What they decided, finally, was to reconnoitre the place (scope it out, as Bridger would say, and she had to assume the phrase derived from “telescope” in some way, but then wouldn't it have been more accurate to say “binoc it out”?), just to see what they could see. Now they were here, in front of a recessed bank of semi-detached redwood condominiums constructed to maximize the views, strolling hand in hand along the gravel path that edged the water in a gently sweeping arc beneath a promenade of palms. And yes, those were binoculars dangling from her neck, and if anyone were to ask, well, she was just another innocuous and slightly dotty birdwatcher, and wasn't that a great blue heron out there? And look at the egrets!

Bridger's eyes were fixed on the deck of the near building, the one they'd identified from the front as #109. Was there movement there? He touched her arm and she lifted the binoculars to her eyes, trying to be discreet. At first she saw nothing, sheets of light glancing off the big flat opaque windows till they went from silver to black, and then she recalibrated and a figure materialized before her, the figure of a woman hovering over a glass-topped table. A young woman. Pretty features, dark hair wound up in a coil at the crown of her head, blue top, black capris. She was wiping down the table, that was it, and now--suddenly, heart pounding, Dana swung the binoculars away and pointed a finger out over the water, as if she'd been tracking the descent of a flock of mergansers--the woman was staring right at her.

Dana felt Bridger's hand go to the binoculars and she let go of them--he was playing the mime too, jerking the instrument back and forth as if following the imaginary birds, but what his lips said was, “Who is that? The wife, you think?”

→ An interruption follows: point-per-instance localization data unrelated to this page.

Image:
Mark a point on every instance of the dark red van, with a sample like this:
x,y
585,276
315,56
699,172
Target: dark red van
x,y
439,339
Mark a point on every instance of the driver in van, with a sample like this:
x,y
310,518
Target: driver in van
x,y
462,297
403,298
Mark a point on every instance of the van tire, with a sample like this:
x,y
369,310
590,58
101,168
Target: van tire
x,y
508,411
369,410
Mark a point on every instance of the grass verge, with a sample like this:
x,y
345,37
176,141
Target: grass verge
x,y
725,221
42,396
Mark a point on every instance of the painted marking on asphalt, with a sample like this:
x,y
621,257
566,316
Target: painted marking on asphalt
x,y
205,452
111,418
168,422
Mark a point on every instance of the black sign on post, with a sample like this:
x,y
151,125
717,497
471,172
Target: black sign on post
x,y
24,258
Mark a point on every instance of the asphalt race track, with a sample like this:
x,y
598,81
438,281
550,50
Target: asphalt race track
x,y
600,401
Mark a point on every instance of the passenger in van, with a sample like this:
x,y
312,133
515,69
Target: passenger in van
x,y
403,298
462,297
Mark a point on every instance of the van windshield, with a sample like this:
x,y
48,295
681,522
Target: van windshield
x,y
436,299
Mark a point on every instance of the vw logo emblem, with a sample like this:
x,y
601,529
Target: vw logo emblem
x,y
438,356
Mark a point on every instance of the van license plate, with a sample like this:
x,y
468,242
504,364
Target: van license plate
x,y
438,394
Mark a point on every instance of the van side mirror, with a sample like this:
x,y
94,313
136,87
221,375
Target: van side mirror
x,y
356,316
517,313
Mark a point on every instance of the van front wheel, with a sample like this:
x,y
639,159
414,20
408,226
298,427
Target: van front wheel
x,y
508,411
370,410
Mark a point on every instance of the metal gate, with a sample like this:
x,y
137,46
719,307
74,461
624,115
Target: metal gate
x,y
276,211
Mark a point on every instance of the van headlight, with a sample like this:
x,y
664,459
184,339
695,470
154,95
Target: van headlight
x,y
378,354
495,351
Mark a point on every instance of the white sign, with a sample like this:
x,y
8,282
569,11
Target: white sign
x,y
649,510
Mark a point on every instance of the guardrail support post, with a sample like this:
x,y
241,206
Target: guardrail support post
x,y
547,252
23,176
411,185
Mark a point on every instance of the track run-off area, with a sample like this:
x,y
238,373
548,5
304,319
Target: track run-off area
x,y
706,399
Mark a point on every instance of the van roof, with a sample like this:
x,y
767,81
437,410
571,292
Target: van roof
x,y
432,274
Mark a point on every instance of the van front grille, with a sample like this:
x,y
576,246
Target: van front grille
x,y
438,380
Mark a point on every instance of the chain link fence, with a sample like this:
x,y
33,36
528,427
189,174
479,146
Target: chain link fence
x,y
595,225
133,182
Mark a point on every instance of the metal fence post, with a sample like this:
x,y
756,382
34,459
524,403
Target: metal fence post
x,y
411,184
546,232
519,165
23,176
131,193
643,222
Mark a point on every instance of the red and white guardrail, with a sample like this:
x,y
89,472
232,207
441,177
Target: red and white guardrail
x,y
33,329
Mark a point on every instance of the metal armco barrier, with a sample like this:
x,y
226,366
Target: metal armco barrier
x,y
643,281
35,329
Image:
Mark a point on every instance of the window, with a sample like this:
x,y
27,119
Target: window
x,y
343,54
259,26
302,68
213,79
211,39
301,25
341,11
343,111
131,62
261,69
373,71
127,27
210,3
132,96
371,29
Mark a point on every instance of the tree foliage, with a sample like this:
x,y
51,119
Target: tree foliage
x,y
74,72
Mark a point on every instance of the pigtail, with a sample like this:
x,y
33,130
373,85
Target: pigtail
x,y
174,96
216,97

Still focused on the patch of water that lay just beyond the faded redwood deck of #109, she could only nod. “I guess,” she said. “If this is the right place.”

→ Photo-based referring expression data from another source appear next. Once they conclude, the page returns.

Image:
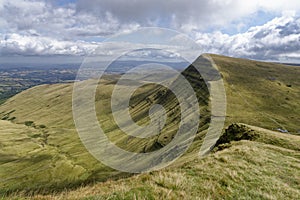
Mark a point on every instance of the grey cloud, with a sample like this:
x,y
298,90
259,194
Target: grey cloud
x,y
276,40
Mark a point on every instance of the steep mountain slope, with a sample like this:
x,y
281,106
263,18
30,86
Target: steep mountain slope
x,y
260,94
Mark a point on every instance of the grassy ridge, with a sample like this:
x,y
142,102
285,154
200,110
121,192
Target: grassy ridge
x,y
260,93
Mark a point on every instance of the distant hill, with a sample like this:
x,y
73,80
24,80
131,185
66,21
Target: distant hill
x,y
41,151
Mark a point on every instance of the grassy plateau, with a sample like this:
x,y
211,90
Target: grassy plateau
x,y
42,157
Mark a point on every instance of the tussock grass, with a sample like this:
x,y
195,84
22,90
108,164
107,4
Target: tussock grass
x,y
48,161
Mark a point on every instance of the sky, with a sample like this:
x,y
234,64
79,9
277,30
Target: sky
x,y
68,30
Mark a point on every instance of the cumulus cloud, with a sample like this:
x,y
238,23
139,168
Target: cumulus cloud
x,y
184,15
15,44
43,27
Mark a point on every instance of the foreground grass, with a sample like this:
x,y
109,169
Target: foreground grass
x,y
42,157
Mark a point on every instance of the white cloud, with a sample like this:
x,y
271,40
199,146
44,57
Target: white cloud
x,y
278,39
15,44
37,27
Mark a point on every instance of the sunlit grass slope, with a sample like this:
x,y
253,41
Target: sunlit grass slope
x,y
40,148
260,93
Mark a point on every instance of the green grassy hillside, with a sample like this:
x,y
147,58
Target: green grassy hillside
x,y
260,93
41,151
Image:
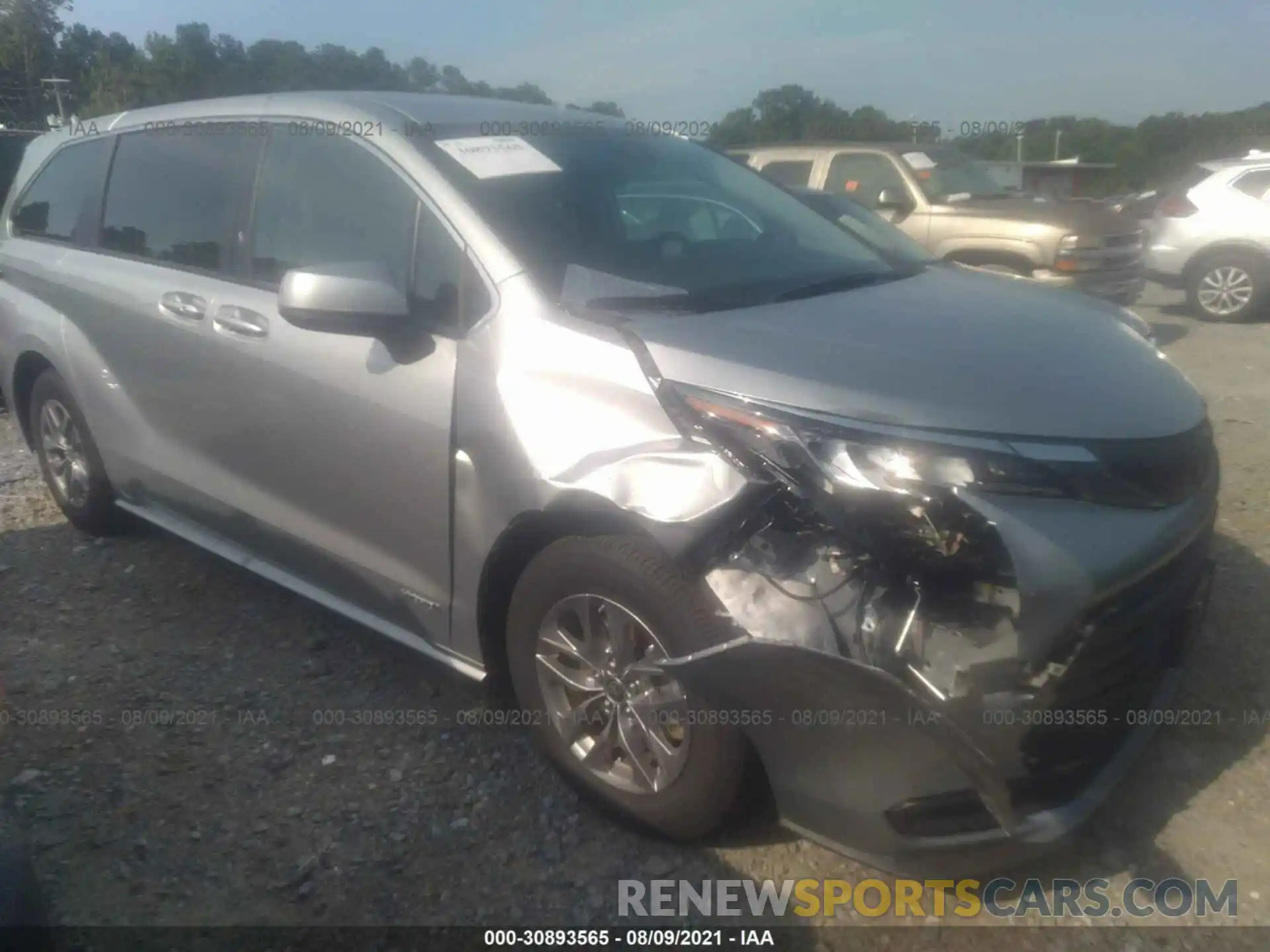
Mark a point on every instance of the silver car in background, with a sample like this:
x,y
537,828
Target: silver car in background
x,y
610,420
1209,237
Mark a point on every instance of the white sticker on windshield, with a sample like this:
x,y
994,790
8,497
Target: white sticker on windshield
x,y
494,157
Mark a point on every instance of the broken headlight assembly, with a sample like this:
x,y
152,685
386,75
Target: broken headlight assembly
x,y
822,455
875,539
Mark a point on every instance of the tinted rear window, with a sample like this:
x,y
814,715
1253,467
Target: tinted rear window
x,y
1189,179
59,205
175,198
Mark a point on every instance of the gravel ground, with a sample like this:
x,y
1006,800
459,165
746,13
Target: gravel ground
x,y
196,779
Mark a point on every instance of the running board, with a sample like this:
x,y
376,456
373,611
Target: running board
x,y
239,556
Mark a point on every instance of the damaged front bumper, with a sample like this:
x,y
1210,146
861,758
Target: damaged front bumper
x,y
926,731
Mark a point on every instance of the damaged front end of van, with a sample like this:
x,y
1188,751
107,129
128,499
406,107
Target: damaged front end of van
x,y
947,647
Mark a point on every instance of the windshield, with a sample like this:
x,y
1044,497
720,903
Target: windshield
x,y
868,226
949,175
613,216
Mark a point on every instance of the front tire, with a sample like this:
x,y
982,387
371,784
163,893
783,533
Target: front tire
x,y
1228,287
586,614
69,459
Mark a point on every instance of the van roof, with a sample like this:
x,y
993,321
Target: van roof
x,y
824,143
396,108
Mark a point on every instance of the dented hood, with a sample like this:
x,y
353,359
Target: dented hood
x,y
947,349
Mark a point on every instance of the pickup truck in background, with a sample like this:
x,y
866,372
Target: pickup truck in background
x,y
952,205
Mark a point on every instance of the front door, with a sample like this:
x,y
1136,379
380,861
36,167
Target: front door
x,y
338,446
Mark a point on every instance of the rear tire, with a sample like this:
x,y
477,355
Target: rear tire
x,y
624,574
69,459
1228,287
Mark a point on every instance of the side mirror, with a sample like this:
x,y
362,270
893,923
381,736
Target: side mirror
x,y
357,298
894,198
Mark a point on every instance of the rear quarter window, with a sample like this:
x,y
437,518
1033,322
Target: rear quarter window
x,y
62,201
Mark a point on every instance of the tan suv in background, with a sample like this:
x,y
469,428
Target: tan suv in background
x,y
952,206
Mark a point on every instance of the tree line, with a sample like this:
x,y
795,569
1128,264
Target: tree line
x,y
108,73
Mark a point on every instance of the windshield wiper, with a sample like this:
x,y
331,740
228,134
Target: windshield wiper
x,y
681,301
846,282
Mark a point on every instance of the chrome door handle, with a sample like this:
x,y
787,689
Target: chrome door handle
x,y
241,323
178,303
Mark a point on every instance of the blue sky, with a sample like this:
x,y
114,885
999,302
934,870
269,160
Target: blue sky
x,y
683,60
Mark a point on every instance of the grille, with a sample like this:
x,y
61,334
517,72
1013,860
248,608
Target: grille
x,y
1117,659
1166,471
1115,664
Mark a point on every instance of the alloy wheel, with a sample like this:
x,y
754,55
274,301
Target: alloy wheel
x,y
616,710
1224,291
64,452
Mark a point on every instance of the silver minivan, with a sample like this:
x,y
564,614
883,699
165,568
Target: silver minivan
x,y
700,479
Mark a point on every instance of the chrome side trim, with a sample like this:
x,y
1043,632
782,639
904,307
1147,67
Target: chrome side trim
x,y
239,556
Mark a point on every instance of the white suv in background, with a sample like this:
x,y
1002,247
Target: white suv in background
x,y
1210,237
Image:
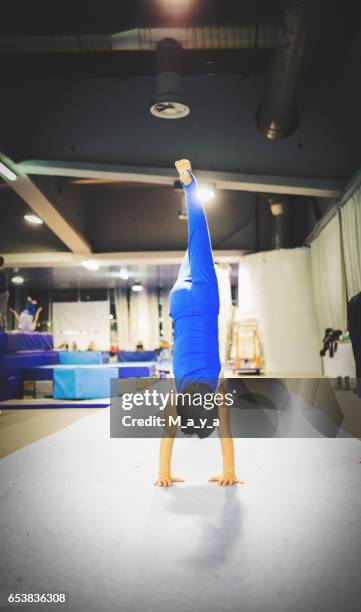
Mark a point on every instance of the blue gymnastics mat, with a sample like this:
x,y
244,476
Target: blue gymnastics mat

Bridger's eyes shot to the deck and then went back to the binoculars. “Did you see anyone else? A man? Is “he” there?”

In the end, the tension was too much for her to bear. She gently extracted the binoculars from his grip, let her gaze rove over the surface of the bay a moment, and then swung him round by one arm and led him off in the opposite direction, two bird lovers on the track of something elusive. When they'd gone fifty paces, she leaned into him and they both halted, looking out to the water. “What now?” she asked, and if she could have heard herself--if she were a character in a novel--she might have described her tone as forlorn. Certainly she felt that way. The woman had looked right at her--or had seemed to. There was a face to it now, another face, flesh and blood, dark eyes, dark hair, capris.

Bridger loomed into her field of vision. “I say we ring the doorbell.”

He was right. She knew he was. “Couldn't we just... wait? To see, I mean. If he shows up, gets out of his car--we could see his car and get the license plate...”

“And then what?” His mouth was drawn so thin it was like a paper cut. He was determined, she could see that. A breeze came up then, clean and sweet, and blew the hair across her face so that for a moment she was hidden and what he said next didn't register. But his fingers were there, gently probing, and he brought her back with a sweep of his hand. “Come on,” he urged. “We'll go together. Just ring the bell, that's all. We're visiting. Looking for the Goldsteins. Ask her do you know where the Goldsteins live and just see what happens, see if the son of a bitch is there--maybe he'll answer the door himself, and that's all we need. Just that.”